The estimates and underlying assumptions are reviewed on an ongoing basis. Revisions to accounting estimates are recognized in the period in which the estimate is revised if the revision affects only the period of the revision and future periods if the revision affects both current and future periods.
The estimates and assumptions that have a significant risk of causing a material adjustment to the carrying amounts of assets and liabilities within the next financial year are discussed below.
(i) Useful lives of Property, Plant and Equipment
As described in note 2.10 above, the Company reviews the estimated useful lives of Property, Plant and Equipment at the end of each annual reporting period.
(ii) Defined Benefit Plans
The cost of the defined benefit plans and other post-employment benefits and the present value of such obligation are determined using actuarial valuations. An actuarial valuation involves making assumptions that may differ from actual developments in the future. These include the determination of discount rate, future salary increases, mortality rates and attrition rate. Due to the complexities involved in the valuation and its long-term nature, a defined benefit obligation is highly sensitive to changes in these assumptions. All assumption are reviewed at each reporting date.

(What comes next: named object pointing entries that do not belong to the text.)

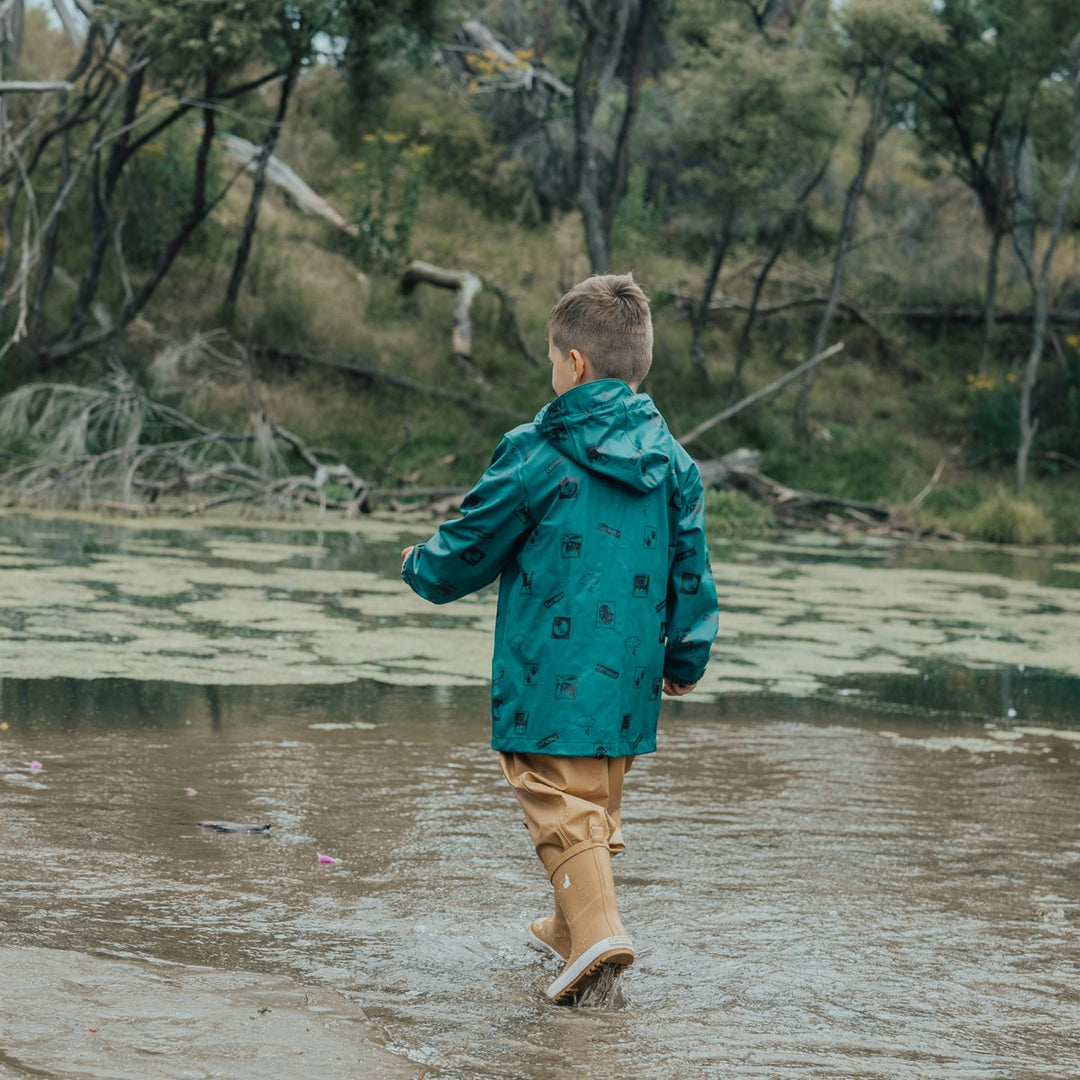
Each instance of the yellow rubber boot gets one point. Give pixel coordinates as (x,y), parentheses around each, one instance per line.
(551,934)
(584,888)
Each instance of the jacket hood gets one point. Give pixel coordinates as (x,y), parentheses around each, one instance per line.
(605,427)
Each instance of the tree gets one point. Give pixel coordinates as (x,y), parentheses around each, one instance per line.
(979,88)
(618,35)
(1028,423)
(142,69)
(875,36)
(754,118)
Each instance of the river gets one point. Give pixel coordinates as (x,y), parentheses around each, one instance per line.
(856,853)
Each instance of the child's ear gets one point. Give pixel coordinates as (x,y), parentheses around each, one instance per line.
(582,369)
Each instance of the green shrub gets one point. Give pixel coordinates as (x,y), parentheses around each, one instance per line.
(161,181)
(1006,518)
(731,513)
(994,423)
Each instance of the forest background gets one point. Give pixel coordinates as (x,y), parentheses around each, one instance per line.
(304,252)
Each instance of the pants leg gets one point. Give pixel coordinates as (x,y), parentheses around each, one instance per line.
(567,800)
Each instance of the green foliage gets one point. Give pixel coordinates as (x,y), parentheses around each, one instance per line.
(187,38)
(730,513)
(995,414)
(161,178)
(386,190)
(638,223)
(865,463)
(750,127)
(1006,518)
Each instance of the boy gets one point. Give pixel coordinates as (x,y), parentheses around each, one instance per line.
(593,516)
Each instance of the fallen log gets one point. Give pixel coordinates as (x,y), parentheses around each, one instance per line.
(759,394)
(513,70)
(466,286)
(925,313)
(285,178)
(375,375)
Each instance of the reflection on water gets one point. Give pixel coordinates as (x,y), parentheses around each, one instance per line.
(812,894)
(855,855)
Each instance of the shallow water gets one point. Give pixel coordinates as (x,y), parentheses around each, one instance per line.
(878,878)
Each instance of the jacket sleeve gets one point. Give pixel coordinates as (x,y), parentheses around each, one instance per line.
(470,552)
(692,609)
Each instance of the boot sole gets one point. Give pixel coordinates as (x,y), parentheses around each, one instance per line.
(618,952)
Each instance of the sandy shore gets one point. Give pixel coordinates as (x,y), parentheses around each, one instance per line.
(75,1015)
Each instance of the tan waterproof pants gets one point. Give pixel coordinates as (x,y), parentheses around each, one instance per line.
(568,800)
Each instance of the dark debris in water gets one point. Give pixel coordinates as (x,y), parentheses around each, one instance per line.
(233,826)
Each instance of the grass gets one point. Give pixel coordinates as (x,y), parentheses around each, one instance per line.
(882,414)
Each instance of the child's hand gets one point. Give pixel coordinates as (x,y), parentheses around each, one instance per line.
(677,689)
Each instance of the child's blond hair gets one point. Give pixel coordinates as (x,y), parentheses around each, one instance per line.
(607,318)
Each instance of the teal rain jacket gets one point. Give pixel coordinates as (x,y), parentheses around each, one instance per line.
(594,517)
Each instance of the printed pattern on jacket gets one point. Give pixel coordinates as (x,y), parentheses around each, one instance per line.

(iii) Fair Value of financial assets and liabilities and investments The Company measures certain financial assets and liabilities on fair value basis at each balance sheet date or at the time they are assessed for impairment. Fair value measurement that are based on significant unobservable inputs (Level 3) requires estimates of operating margin, discount rate, future growth rate, terminal values etc. based on management’s best estimate about future developments.
(iv) Estimated Lead Time for determining completion of performance obligation
The company also determines completion of performance obligation with respect to transportation service based on Estimated Lead Time (ELT) to deliver based on standard past performance and to that extent it involves management judgments for estimating delivery time to destination.
(v) Leases
Ind AS 116 requires lessees to determine the lease term as the non- cancellable period of a lease adjusted with any option to extend or terminate the lease, if the use of such option is reasonably certain. The Company makes an assessment on the expected lease term on a lease-by lease basis and there by assesses whether it is reasonably certain that any options to extend or terminate the contract will be exercised. In evaluating the lease term, the Company considers factors such as any significant leasehold improvements undertaken over the lease term, costs relating to the termination of the lease and the importance of the underlying asset to operations taking into account the location of the underlying asset and the availability of suitable alternatives. The lease term in future periods is reassessed to ensure that the lease term reflects the current economic circumstances.
(vii) Trade receivables
The Company determines the allowance for credit losses based on historical loss experience adjusted to reflect current and estimated future economic conditions. The Company has considered subsequent
recoveries, past trends, credit risk profiles of the customers based on their industry, macroeconomic forecasts and internal and external information available to estimate the probability of default in future.
2.22. Recent Accounting Pronouncements
Ministry of Corporate Affairs (“MCA”) notifies new standards or amendments to the existing standards under Companies (Indian Accounting Standards) Rules as issued from time to time. MCA has not notified any new standards or amendments to the existing standards applicable to the company for the upcoming period.